The localized surface plasmon resonance
of plasmonic nanoparticles
(NPs) can be coupled with a noble metal substrate (S) to induce a
localized augmented electric field (E-field) concentrated at the NP–S
gap. Herein, we analyzed the fundamental near-field properties of
metal NPs on diverse substrates numerically (using the 3D finite-difference
time-domain method) and experimentally [using surface-enhanced Raman
scattering (SERS)]. We systematically examined the effects of plasmonic
NPs on noble metals (Ag and Au), non-noble metals (Al, Ti, Cu, Fe,
and Ni), semiconductors (Si and Ge), and dielectrics (TiO2, ZnO, and SiO2) as substrates. For the AgNPs, the Al
(11,664 times) and Si (3969 times) substrates produced considerable
E-field enhancements, with Al in particular generating a tremendous
E-field enhancement comparable in intensity to that induced by a Ag
(28,224 times) substrate. Notably, we found that a superior metallic
character of the substrate gave rise to easier induction of image
charges within the metal substrate, resulting in a greater E-field
at the NP–S gap; on the other hand, the larger the permittivity
of the nonmetal substrate, the greater the ability of the substrate
to store an image charge distribution, resulting in stronger coupling
to the charges of localized surface plasmon resonance oscillation
on the metal NP. Furthermore, we measured the SERS spectra of rhodamine
6G (a commonly used Raman spectral probe), histamine (a biogenic amine
used as a food freshness indicator), creatinine (a kidney health indicator),
and tert-butylbenzene [an extreme ultraviolet (EUV)

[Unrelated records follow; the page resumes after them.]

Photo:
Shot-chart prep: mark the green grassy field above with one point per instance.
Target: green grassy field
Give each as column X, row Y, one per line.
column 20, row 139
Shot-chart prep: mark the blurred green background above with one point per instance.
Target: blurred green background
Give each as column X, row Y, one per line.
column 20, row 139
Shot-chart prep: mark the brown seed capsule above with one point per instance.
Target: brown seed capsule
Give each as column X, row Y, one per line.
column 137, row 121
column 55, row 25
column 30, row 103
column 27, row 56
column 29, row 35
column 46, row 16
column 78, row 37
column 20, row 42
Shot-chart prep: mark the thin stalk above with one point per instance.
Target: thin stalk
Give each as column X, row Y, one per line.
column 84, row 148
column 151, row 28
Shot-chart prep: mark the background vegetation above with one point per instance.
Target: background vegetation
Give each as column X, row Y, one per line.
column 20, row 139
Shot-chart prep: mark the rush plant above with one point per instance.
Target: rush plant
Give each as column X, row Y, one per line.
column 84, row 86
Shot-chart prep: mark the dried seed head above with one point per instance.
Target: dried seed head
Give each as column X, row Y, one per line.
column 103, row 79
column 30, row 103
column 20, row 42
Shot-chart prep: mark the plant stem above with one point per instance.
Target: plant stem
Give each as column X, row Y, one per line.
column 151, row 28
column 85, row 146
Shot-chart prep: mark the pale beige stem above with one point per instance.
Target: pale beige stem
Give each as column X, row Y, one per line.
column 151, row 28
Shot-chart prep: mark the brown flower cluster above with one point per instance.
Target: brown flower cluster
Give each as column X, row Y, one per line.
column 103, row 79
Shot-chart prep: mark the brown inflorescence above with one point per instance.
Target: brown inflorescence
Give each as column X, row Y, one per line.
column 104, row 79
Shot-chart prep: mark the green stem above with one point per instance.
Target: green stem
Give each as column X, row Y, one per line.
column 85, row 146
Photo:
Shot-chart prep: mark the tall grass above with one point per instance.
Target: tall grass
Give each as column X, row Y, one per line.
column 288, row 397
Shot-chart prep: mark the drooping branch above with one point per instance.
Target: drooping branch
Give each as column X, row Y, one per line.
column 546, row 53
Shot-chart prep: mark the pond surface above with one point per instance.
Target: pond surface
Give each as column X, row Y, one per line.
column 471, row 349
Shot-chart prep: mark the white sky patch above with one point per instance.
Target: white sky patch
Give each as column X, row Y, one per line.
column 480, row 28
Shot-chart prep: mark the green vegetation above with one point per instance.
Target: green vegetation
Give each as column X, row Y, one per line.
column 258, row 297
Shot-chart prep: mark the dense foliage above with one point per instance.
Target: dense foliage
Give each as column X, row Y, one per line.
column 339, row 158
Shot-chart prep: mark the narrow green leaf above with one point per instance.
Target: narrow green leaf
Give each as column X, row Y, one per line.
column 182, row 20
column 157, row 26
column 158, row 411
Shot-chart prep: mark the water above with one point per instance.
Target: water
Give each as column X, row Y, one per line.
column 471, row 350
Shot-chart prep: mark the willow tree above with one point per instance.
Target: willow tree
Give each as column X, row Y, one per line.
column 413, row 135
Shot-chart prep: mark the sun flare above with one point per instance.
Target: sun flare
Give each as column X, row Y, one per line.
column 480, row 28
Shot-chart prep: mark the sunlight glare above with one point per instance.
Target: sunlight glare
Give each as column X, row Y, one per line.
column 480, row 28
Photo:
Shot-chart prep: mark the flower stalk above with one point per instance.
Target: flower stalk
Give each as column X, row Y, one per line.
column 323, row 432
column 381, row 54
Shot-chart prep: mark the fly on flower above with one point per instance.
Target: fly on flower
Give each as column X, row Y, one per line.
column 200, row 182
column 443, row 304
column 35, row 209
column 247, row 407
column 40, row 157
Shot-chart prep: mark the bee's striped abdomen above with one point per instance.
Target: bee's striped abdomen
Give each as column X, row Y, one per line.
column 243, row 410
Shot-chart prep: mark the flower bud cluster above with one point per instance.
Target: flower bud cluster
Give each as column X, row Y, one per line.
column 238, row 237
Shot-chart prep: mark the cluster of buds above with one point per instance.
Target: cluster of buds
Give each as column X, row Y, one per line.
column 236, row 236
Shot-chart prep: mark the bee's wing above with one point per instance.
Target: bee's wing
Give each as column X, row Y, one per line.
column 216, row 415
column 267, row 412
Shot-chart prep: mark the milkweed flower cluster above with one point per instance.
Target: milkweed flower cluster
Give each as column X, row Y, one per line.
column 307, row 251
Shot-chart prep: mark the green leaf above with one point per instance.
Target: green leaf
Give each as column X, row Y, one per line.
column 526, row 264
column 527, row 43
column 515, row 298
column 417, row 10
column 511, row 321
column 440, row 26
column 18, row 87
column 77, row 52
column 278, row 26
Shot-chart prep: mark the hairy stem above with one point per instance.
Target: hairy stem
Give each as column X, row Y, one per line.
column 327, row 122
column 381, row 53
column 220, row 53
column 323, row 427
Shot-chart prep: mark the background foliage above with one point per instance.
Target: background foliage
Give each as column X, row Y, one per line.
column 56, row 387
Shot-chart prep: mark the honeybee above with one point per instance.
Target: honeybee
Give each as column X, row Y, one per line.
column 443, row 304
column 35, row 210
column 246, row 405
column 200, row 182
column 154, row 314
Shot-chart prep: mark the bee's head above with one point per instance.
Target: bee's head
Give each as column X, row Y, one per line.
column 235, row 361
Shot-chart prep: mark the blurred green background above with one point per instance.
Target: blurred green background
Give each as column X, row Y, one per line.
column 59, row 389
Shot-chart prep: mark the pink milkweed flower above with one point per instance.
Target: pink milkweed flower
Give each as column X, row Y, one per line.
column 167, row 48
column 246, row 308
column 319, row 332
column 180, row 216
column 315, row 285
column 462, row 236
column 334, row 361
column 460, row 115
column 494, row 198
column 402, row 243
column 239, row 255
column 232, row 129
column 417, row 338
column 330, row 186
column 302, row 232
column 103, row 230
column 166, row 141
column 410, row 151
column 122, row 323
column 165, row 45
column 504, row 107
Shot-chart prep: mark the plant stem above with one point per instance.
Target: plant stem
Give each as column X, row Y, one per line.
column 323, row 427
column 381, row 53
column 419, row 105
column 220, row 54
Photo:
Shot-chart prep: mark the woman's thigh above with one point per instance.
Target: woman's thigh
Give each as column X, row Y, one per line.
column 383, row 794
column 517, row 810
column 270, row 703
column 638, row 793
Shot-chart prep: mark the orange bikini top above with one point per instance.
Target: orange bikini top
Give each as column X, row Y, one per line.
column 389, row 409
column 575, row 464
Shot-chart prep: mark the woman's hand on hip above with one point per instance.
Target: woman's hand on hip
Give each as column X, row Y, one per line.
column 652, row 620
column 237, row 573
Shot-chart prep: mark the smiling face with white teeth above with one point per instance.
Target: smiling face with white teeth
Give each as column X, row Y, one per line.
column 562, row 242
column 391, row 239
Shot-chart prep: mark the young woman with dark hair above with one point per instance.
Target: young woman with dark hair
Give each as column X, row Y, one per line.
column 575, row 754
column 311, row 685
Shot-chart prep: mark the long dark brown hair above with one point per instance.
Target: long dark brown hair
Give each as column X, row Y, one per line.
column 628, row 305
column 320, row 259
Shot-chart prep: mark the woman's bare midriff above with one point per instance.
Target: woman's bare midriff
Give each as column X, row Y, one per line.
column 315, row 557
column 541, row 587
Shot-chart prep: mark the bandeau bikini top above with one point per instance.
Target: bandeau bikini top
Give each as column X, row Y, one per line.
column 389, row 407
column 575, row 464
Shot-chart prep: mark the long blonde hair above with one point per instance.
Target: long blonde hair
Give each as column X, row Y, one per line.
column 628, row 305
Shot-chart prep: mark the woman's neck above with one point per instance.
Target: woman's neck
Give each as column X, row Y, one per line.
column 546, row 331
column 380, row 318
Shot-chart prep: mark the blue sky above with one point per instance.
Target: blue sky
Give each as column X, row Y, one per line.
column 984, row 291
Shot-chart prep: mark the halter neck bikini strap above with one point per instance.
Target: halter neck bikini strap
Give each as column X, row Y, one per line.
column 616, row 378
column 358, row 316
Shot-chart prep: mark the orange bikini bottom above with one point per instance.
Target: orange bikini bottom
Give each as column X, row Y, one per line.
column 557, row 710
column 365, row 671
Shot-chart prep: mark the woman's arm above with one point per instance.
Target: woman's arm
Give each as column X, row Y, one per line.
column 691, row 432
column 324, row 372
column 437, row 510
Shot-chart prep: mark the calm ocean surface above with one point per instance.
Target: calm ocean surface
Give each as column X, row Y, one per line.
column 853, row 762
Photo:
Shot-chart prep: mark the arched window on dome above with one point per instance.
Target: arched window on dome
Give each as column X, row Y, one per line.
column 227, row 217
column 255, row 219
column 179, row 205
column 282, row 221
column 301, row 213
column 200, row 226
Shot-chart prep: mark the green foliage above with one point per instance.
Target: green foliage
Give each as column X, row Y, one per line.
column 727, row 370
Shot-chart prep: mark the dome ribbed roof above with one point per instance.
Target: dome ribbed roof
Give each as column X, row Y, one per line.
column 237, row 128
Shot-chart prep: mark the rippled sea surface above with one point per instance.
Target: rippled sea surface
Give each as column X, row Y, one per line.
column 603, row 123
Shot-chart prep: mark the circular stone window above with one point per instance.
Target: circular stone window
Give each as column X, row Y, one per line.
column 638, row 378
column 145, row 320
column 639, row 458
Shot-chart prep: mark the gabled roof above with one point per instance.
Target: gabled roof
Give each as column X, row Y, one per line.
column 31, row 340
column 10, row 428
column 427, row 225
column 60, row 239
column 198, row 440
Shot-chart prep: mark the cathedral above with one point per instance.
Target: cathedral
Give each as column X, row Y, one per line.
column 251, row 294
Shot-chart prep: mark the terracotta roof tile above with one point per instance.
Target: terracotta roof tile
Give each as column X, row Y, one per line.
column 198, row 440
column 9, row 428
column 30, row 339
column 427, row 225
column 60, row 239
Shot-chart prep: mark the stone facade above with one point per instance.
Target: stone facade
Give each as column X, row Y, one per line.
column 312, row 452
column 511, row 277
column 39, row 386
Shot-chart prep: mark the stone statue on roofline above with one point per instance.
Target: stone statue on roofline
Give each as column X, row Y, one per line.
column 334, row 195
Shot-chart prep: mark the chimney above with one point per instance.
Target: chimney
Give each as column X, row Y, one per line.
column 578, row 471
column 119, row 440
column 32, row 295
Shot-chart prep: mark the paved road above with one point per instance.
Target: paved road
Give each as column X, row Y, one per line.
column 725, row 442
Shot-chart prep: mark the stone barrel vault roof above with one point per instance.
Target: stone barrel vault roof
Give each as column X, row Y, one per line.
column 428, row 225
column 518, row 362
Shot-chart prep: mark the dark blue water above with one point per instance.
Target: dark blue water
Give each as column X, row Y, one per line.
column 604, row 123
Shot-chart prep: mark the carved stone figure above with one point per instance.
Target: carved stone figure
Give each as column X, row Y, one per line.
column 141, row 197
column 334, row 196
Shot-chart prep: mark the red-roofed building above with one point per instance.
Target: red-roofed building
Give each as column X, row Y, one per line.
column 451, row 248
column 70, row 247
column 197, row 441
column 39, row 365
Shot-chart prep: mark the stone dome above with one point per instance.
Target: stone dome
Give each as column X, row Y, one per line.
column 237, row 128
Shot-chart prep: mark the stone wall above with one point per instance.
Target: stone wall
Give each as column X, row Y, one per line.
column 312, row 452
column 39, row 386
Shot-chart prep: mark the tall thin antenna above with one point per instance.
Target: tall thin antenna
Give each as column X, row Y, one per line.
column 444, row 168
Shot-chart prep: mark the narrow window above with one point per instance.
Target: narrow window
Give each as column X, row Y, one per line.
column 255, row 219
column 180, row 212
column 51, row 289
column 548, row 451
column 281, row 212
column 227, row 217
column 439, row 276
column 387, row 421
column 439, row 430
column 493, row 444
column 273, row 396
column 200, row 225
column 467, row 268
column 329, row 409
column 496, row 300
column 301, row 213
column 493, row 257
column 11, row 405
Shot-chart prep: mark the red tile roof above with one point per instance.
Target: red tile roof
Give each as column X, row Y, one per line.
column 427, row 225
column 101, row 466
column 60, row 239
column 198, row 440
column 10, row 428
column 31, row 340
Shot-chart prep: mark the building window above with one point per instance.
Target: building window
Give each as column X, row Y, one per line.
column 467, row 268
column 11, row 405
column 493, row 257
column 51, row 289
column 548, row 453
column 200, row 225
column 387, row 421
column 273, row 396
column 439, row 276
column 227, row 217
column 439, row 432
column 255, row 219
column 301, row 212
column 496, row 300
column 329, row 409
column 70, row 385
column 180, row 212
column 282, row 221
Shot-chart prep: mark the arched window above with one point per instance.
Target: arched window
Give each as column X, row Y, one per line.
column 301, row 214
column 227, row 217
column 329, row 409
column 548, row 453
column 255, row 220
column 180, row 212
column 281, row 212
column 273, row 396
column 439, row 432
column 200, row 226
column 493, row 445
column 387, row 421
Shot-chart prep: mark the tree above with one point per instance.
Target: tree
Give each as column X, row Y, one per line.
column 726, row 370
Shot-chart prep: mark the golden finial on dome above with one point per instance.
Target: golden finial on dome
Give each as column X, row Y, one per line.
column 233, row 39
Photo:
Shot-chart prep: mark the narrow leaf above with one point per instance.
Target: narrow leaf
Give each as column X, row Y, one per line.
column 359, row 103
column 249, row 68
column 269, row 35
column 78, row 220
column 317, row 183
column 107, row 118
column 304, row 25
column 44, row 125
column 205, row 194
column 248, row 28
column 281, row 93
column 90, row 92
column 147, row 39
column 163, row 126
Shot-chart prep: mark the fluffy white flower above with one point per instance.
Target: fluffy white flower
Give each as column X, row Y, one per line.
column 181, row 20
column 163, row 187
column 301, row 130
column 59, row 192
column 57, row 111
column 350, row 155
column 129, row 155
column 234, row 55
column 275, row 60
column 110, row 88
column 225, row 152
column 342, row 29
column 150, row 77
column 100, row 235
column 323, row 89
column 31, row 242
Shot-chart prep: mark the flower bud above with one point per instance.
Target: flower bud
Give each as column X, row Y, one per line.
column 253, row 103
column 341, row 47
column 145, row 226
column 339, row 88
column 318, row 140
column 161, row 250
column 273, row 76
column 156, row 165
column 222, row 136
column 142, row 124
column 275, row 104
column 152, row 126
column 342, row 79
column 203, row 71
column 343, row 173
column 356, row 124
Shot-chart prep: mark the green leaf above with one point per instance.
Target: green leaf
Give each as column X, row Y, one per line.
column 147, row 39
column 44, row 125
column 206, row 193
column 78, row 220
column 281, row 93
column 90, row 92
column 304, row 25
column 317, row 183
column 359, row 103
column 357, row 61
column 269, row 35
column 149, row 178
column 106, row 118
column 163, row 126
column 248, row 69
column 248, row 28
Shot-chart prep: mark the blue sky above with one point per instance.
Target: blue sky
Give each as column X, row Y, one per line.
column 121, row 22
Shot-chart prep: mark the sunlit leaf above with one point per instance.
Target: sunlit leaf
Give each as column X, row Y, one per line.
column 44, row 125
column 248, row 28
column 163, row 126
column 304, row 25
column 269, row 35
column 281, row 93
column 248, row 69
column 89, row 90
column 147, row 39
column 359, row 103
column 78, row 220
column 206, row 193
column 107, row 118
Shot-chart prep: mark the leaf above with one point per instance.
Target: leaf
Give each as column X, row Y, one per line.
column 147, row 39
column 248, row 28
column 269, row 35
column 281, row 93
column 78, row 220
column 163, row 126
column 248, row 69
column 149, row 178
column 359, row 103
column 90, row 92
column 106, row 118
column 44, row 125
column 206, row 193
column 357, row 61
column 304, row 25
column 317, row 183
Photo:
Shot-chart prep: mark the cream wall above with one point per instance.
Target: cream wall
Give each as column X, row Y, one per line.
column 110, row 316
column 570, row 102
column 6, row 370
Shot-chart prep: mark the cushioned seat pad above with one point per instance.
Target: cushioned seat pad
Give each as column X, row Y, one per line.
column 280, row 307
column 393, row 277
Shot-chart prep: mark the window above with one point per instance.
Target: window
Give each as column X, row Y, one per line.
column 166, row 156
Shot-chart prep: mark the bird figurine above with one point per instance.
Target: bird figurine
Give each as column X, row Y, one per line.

lithography contaminant] on AgNP-immobilized Al and Si substrates
to demonstrate the wide range of potential applications. Finally,
the NP–S gap hotspots appear to be widely applicable as an
ultrasensitive SERS platform (∼single-molecule level), especially
when used as a powerful analytical tool for the detection of residual
contaminants on versatile substrates.